My father in South Wales drew meaning from chapel; I’m not religious but recognise faith infrastructures. Our home housed Nigerian students despite racist lodging signs. We celebrated Nigerian independence in 1960. Family lines also run into empire: another grandfather left Derby railways to be a missionary in India c.1900. These entanglements with empire formed my anti-racist baseline.
Q17. Looking back, what do you see as the through-line across pub campaigns, strikes, and anti-fascism?
The constant is coalition practicalities: Black and Asian leadership setting stakes; trade unions and students providing bodies and leverage; direct action engineered for visibility; transnational linkages converting local grievances into structural pressure. The repertoire evolved, but the grammar remained: make racism costly, make solidarity visible, keep the narrative in motion.
Q18. Where do you want this history to land now?
I want usable history: discrete case studies with faces and names on walls—Mickey Shore, George Powell, Decka, Henri McLean, Margaret Gardner, and others. Visual genealogies should show interlocking struggles as civic projects rooted in universal human rights. That means scanning and annotating materials, mapping relations, and creating educational scaffolds.
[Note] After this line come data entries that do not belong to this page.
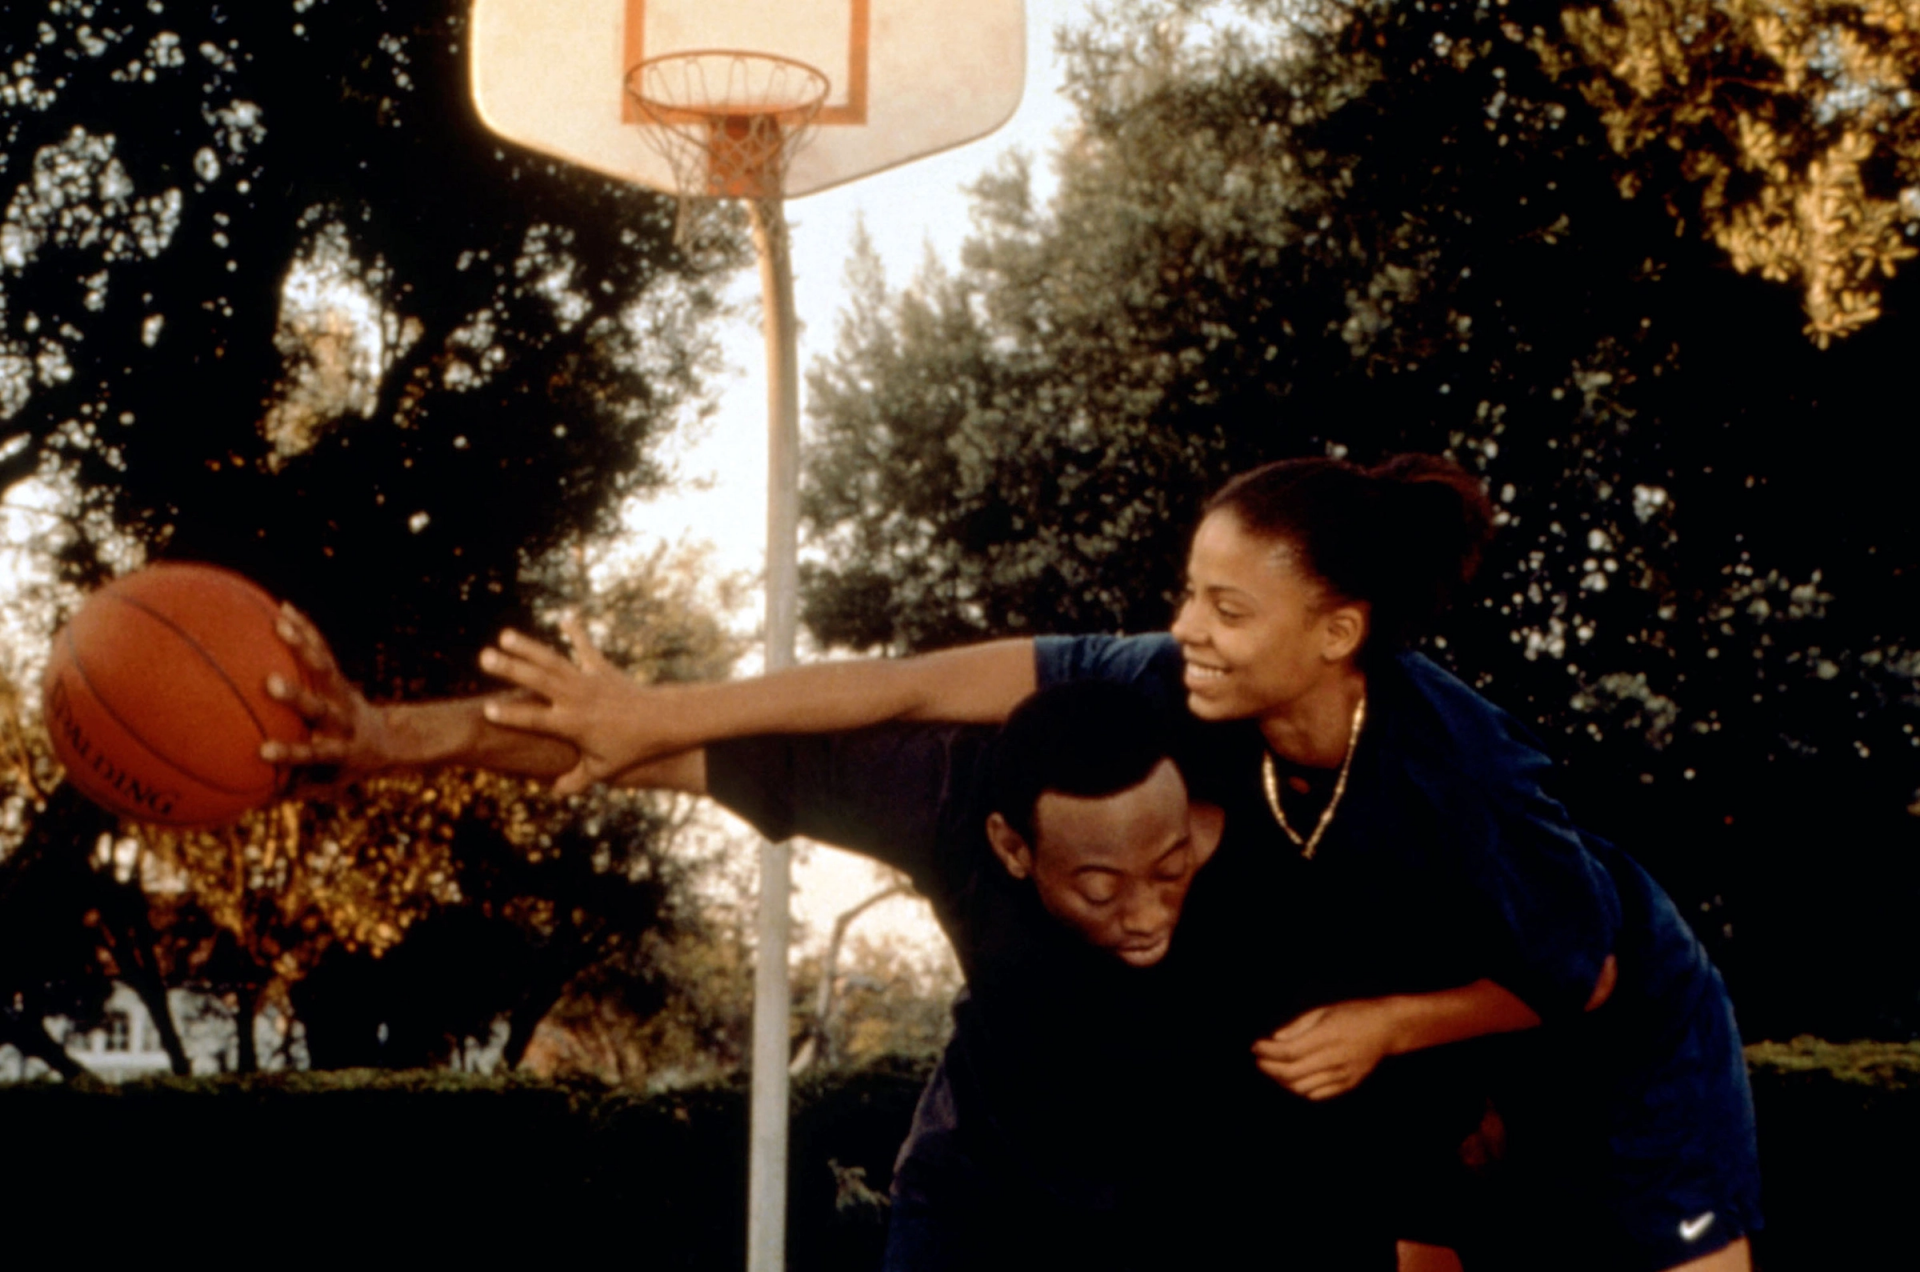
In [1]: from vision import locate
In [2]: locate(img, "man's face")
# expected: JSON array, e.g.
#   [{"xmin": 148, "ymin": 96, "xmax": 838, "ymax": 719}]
[{"xmin": 989, "ymin": 759, "xmax": 1223, "ymax": 968}]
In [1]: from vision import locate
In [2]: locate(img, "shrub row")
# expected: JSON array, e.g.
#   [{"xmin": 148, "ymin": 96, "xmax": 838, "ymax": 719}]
[
  {"xmin": 1746, "ymin": 1038, "xmax": 1920, "ymax": 1268},
  {"xmin": 0, "ymin": 1056, "xmax": 930, "ymax": 1265},
  {"xmin": 2, "ymin": 1041, "xmax": 1909, "ymax": 1265}
]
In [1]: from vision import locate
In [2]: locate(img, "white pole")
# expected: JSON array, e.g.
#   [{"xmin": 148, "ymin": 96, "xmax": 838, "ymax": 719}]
[{"xmin": 747, "ymin": 196, "xmax": 799, "ymax": 1272}]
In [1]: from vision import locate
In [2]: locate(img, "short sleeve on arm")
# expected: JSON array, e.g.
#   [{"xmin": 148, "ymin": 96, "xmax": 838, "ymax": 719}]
[
  {"xmin": 1033, "ymin": 633, "xmax": 1186, "ymax": 715},
  {"xmin": 1391, "ymin": 655, "xmax": 1621, "ymax": 1021},
  {"xmin": 1461, "ymin": 785, "xmax": 1623, "ymax": 1021},
  {"xmin": 704, "ymin": 726, "xmax": 985, "ymax": 887}
]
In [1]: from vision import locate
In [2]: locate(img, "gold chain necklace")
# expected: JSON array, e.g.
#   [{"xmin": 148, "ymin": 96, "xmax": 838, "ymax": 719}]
[{"xmin": 1260, "ymin": 694, "xmax": 1367, "ymax": 861}]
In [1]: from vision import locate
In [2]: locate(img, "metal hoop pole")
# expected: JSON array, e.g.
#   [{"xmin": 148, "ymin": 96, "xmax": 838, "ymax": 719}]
[
  {"xmin": 747, "ymin": 193, "xmax": 800, "ymax": 1272},
  {"xmin": 621, "ymin": 57, "xmax": 818, "ymax": 1272}
]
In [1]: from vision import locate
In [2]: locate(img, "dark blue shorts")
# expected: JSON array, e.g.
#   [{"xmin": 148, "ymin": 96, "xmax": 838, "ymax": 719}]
[
  {"xmin": 1594, "ymin": 976, "xmax": 1762, "ymax": 1269},
  {"xmin": 1463, "ymin": 973, "xmax": 1763, "ymax": 1271}
]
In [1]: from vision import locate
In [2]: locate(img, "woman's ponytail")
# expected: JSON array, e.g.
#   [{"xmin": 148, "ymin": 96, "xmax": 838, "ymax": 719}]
[{"xmin": 1370, "ymin": 452, "xmax": 1496, "ymax": 608}]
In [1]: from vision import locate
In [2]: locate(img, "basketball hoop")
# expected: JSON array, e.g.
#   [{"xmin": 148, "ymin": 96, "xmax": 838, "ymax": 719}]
[
  {"xmin": 476, "ymin": 11, "xmax": 1028, "ymax": 1268},
  {"xmin": 626, "ymin": 51, "xmax": 830, "ymax": 246}
]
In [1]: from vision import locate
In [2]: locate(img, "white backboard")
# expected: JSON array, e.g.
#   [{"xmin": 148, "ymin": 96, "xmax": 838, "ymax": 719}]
[{"xmin": 470, "ymin": 0, "xmax": 1026, "ymax": 198}]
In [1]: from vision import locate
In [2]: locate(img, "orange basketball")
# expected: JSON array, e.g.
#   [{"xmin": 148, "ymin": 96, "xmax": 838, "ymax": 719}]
[{"xmin": 42, "ymin": 563, "xmax": 309, "ymax": 828}]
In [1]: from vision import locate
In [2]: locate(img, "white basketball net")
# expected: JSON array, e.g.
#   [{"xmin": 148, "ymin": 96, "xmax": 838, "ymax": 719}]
[{"xmin": 626, "ymin": 52, "xmax": 830, "ymax": 248}]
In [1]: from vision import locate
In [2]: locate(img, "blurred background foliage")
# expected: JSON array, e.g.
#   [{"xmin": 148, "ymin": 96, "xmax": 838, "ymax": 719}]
[
  {"xmin": 0, "ymin": 0, "xmax": 734, "ymax": 693},
  {"xmin": 0, "ymin": 0, "xmax": 1916, "ymax": 1086},
  {"xmin": 1559, "ymin": 0, "xmax": 1920, "ymax": 342},
  {"xmin": 800, "ymin": 0, "xmax": 1920, "ymax": 1041},
  {"xmin": 0, "ymin": 0, "xmax": 957, "ymax": 1084}
]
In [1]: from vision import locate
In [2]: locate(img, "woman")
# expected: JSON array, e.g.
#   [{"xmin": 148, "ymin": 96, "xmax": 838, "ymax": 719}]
[{"xmin": 468, "ymin": 455, "xmax": 1759, "ymax": 1271}]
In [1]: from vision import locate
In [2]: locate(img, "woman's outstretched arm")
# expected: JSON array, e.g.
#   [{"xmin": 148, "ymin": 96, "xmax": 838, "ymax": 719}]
[{"xmin": 477, "ymin": 628, "xmax": 1035, "ymax": 794}]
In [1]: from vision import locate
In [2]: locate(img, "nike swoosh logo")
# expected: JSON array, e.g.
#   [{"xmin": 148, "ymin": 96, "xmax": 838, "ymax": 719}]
[{"xmin": 1679, "ymin": 1212, "xmax": 1716, "ymax": 1242}]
Q19. Any final reflections on method for researchers, curators, or students?
Three suggestions: (1) Read the minutes—Trades Council, cross-referenced to press and ephemera. (2) Follow the networks—dock unions to factory floors, May ’68 to Nottingham pubs. (3) Honour vernacular art—pamphlets, badges, cartoons, set-lists were aesthetic labour. Above all, keep the coalition lens: Nottingham’s story is about Black and Asian leadership joined by trade unionists, students, feminists, and faith-adjacent actors, improvising tactics that linked local struggles to global circuits.